Antony Osler, who along with his wife Margie runs silent meditation retreats at Poplar Grove farm near Colesberg, describes us as having a “muscle of attention”. The longer we spend in manic urban environments, the more it tends to weaken; a way of strengthening it is to be immersed in environments where, Osler says, there’s a certain spaciousness and relief. “What I mean by spaciousness is that we’re not so dragged around by the habitual dramas that we have,” he told me. “Normally we get dragged around by our thoughts.”

This very much applies to reading. It’s difficult to read a book when you’ve just looked at a surly email from Cathy in accounts, or you’re thinking about the items you forgot to put on your shopping list, or trying to remember whether you put the bins out for rubbish collection. Spending time in a place of quiet, of emptiness, doesn’t make those urban trivialities disappear, but it can help us relate to them in a different way. It can inspire us to create our own moments of silence, so we can read in a fuller and more conscious way, strengthening that muscle of attention, so that we become “reading fit”. The first step could be as simple as switching your phone off for an hour.

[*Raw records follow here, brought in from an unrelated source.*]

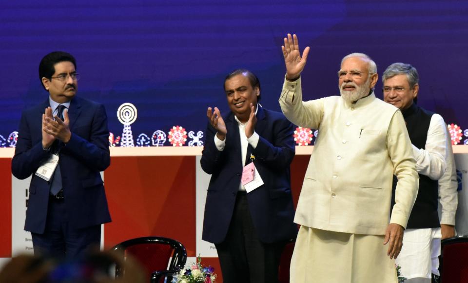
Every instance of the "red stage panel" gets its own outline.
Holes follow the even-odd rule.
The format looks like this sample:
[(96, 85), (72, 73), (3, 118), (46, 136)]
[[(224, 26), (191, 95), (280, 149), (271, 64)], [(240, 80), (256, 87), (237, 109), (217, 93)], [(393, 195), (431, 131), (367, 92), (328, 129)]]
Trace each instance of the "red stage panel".
[(11, 257), (11, 159), (0, 159), (0, 258)]
[(195, 157), (112, 157), (104, 183), (112, 218), (104, 227), (107, 247), (159, 236), (196, 256)]
[(302, 188), (304, 176), (309, 165), (310, 155), (296, 155), (291, 163), (291, 190), (292, 192), (292, 201), (294, 202), (294, 209), (297, 206), (299, 195)]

In the age of fake news and viral videos, where so much of what we read (typically online or on our phones) is superfluous and insubstantial, reading books is more important than ever. Whether fact or fiction, books are bridges to deeper understanding, to vibrant reimagining, to connecting with ideas and people and situations that could be far removed from our own. To live on autopilot, too distracted to absorb the richness they offer, is to deprive ourselves of the opportunity to connect with others, to travel beyond ourselves.

I’m back in the land of 3G now, but since I’ve left !Xaus, I’ve managed, so far, to carry a bit of it with me. The silence and spaciousness is there. So is the desire for a few more pages of What Dawid Knew before bedtime. The Kalahari gave me the most majestic gemsboks, the most exquisite sunsets, the most dazzling stars. I’m grateful that it gave reading back to me too.